Re: DOM Xpath comments from Curt Arnold on 2001-11-02 (www-dom@w3.org from October to December 2001)

From: Curt Arnold <carnold@houston.rr.com>
Date: Thu, 1 Nov 2001 20:53:32 -0600
To: <www-dom@w3.org>
Message-ID: <001701c16349$8fd38110$7600a8c0@CurtMicron>
> Actually EntityReferences doesn't exist in the XPath data model, so I
think
> it's puposly left out. However the entityreferences children are inlined
> (and merged with andjecent textnodes) so _they_ still exist in the tree.
The
> EntityReference it self doesn't exist though.

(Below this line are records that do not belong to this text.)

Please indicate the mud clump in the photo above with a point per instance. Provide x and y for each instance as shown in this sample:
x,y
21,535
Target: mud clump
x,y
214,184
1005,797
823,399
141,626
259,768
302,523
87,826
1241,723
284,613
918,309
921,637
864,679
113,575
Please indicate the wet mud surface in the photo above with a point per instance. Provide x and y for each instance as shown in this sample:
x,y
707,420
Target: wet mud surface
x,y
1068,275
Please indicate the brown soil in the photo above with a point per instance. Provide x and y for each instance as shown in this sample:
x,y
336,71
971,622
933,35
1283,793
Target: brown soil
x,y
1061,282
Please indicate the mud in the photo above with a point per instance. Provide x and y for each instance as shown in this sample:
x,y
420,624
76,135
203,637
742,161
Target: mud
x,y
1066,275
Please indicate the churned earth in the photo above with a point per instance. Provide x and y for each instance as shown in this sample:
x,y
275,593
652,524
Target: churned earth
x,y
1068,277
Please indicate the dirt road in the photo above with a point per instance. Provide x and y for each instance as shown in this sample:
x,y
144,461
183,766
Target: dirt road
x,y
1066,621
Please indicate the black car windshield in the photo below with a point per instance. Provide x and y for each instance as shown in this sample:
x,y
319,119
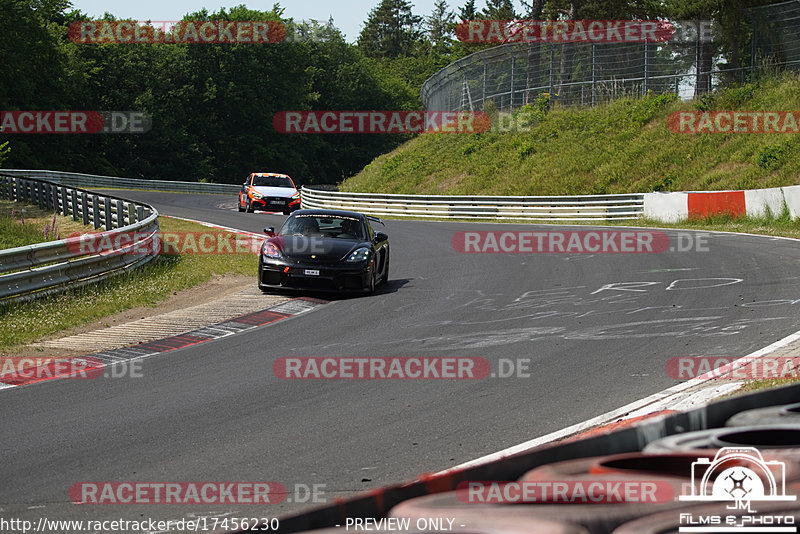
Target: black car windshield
x,y
325,226
272,181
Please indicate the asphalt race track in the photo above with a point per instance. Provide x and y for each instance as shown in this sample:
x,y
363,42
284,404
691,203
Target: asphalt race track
x,y
216,412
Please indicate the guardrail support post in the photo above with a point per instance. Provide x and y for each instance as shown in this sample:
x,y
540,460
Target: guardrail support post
x,y
107,210
63,206
74,205
96,211
120,215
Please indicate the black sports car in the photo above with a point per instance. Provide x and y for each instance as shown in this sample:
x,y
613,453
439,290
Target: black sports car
x,y
325,250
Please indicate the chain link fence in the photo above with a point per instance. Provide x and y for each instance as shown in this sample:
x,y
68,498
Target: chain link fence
x,y
689,64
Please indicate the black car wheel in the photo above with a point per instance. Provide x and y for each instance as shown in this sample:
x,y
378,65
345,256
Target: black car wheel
x,y
385,269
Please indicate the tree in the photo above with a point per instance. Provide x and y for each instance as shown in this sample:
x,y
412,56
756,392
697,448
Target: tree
x,y
499,10
391,30
441,26
468,11
534,8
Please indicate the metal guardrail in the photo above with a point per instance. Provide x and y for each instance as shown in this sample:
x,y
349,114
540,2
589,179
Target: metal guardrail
x,y
94,180
532,208
36,270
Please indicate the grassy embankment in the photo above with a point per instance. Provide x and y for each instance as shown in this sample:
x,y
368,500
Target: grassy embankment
x,y
26,322
621,147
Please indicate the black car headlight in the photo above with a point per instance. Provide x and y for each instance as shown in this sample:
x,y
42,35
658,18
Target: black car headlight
x,y
359,255
270,250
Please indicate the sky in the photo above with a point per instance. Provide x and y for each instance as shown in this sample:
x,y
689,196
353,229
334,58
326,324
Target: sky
x,y
348,15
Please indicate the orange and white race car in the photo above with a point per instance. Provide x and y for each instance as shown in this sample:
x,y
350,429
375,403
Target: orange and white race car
x,y
268,191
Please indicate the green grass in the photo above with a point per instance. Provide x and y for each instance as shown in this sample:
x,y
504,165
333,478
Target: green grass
x,y
621,147
775,225
25,224
26,322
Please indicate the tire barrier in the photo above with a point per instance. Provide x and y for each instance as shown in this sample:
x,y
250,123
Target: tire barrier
x,y
772,416
781,441
660,449
595,518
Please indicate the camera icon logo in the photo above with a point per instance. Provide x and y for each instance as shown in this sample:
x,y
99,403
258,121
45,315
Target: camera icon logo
x,y
738,474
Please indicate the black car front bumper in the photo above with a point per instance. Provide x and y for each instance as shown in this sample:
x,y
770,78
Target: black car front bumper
x,y
275,204
331,277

Entity References are normalized out (as are CDATASections) of the XPath
data model, but they may be represented as distinct nodes in a DOM.  If I
have a fragment like:

<Description>&boilerplate;<!CDATA[[ >>>]]>Some Text</Description>

and entity references and CDATASections are not normalized, then I don't
have a single node that corresponds to Description/text(), so DOM XPath
allows any of child nodes of Description to represent the entire XPath text
node.  However, Entity Reference's were not listed in the list of acceptible
context nodes, so if you passed descriptionElement.firstChild as the context
node, the query would execute if entity references were expanded, but fail
if they were preserved.

> This is exactly how TransforMiiX is designed (the XSLT/XPath engine used
in
> mozilla). We have one common interface similar to XPathResult and separate
> implementations for each result type.
>
> What we have had to do (Peter van der Beken has made a preliminary
> implementation of DOM XPath) is to have a wrapper that holds an internal
> object which can be of any result type. However this defeats the entire
> purpose of reuse it's only the wrapper that gets reused, the internal
object
> is dropped and recreated on every evaulation.
>
> One way to help this situation without dropping support for reuseing of
> XPathResult objects would be to allow the implementations to return a new
> XPathResult if it is not able to reuse the supplied XPathResult. OTOH this
> might create interopability problems.

I've just got to think that the true performance benefit of explicit
XPathResult recycling is either negligible or imaginary.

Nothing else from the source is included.